Tuesday, August 09, 2011

New Atlantis Tells Story How Music and Musicians Are Helping rebuild New Orleans

New Atlantis: Musicians Battle For The Survival of New Orleans
John Swenson
Oxford University Press

Music journalist and scholar John Swenson has authored an important new book about the efforts of New Orleans musicians to help rebuild and restore their city after the "federal flood" that occurred after the levees broke during Hurricane Katrina. After an opening chapter dealing with the Voice of the Wetlands project that Tab Benoit had initiated prior to the Hurricane, and a chapter on the Mardi Gras Indians, Swenson interweaves the rebuilding of the city and music scene and the return of some of the musicians who returned over time.

It isn't an easy recovery. For some who came back, there were others who never would, or would pass away not long after returning. And the early returnees came to a city occupied by the National Guard and terrible street violence with musicians and tourists not being safe from gang related violence. But there are James and Troy (Trombone Shorty) Andrews returning to New Orleans 17 days after Katrina to play at Jackson Square at ceremonies associated with the President's speech and having to deal with what they saw.

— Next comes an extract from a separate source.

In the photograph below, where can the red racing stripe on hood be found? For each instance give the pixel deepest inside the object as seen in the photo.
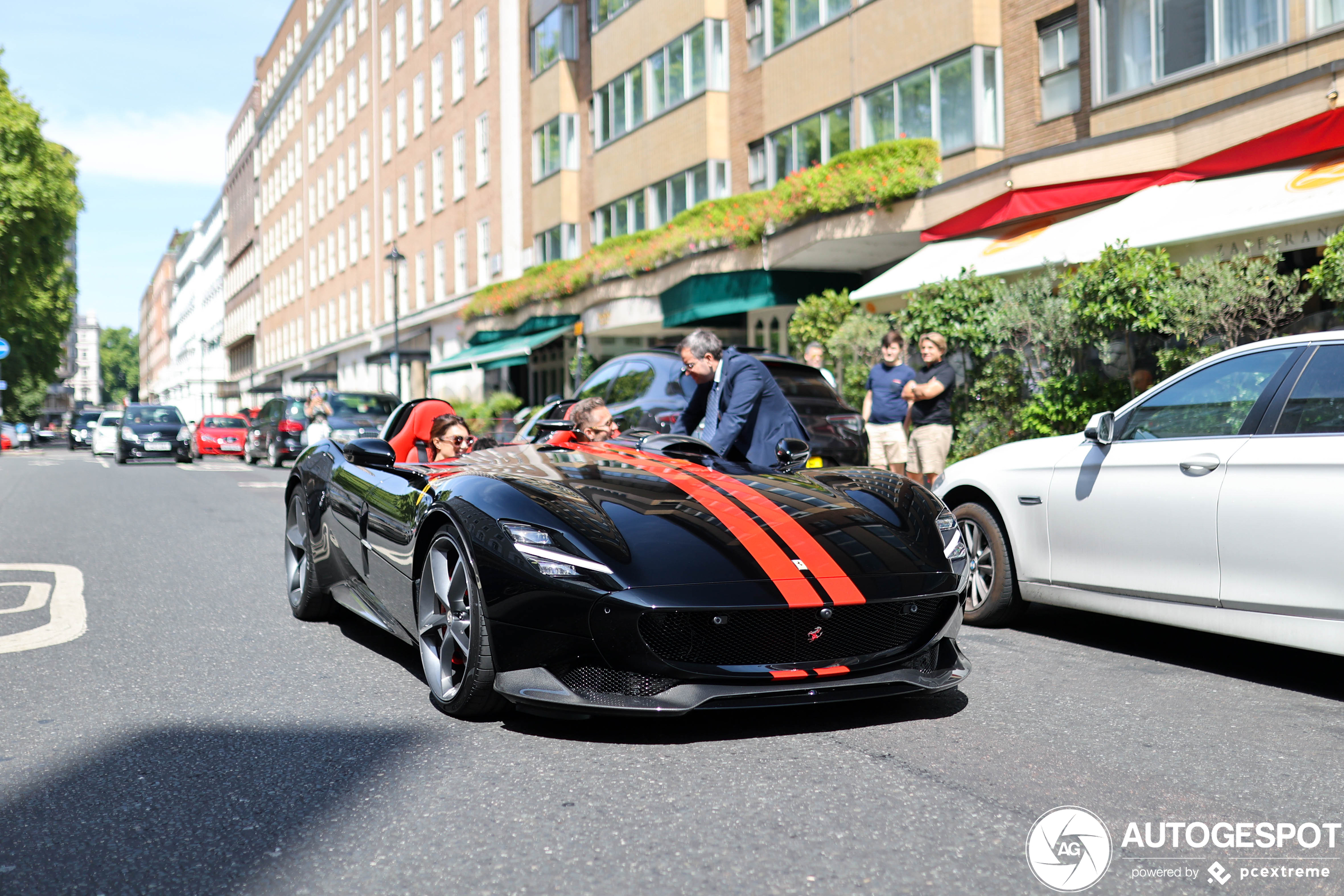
(818, 559)
(795, 586)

Musicians slowly came back and started playing but as Swenson observes they did more than simply make music. Craig Klein of Bonerama started the Arabi Wrecking Crew to help gut ruined houses and then partnered with a group building a musicians community. And then there is music such as that by harmonica player Andy Forest with a recording "Real Story," while Coco Robichaux started playing at Molly's when the lights went back on there, and a group including Walter 'Wolfman' Washington played a concert at the Maple Leaf that the National Guard closed down at 8:00PM after curfew, and James Andrews playing a concert at the Ogden Museum, resuming its concert series that Katrina had interrupted.

Taking us through Halloween and Mardi Gras, Swenson introduces us to a variety of individuals (some famous nationally and others local) such as DJ Davis, the real person who served as the basis for the character on the HBO show "Tremé," Paul Sanchez, Papa John Gros, Big Chief Monk Boudreaux, Dr. John, Dr. Michael White (the great clarinetist who lost countless and irreplaceable musical artifacts in the federal flood), Theresa Anderson, John Boutté, Evan Christopher, Susan Cowsill, Glen David Andrews, the Radiators and others.

There was a protest against the street violence that the musicians were a major force behind as well as important efforts to revive neighborhoods and communities. He discusses a variety of recordings as well as performances and the unique relationship between the musicians and their fans from not just the city but around the world. Swenson's draws the reader into the rich tapestry of people and events that he so compellingly tells us about. It is a superb and import book of a story that still is unfinished and is recommended to anybody who loves New Orleans and its music.

I received an advance review copy from Amazon.com's Vine program, but had purchased this for my kindle.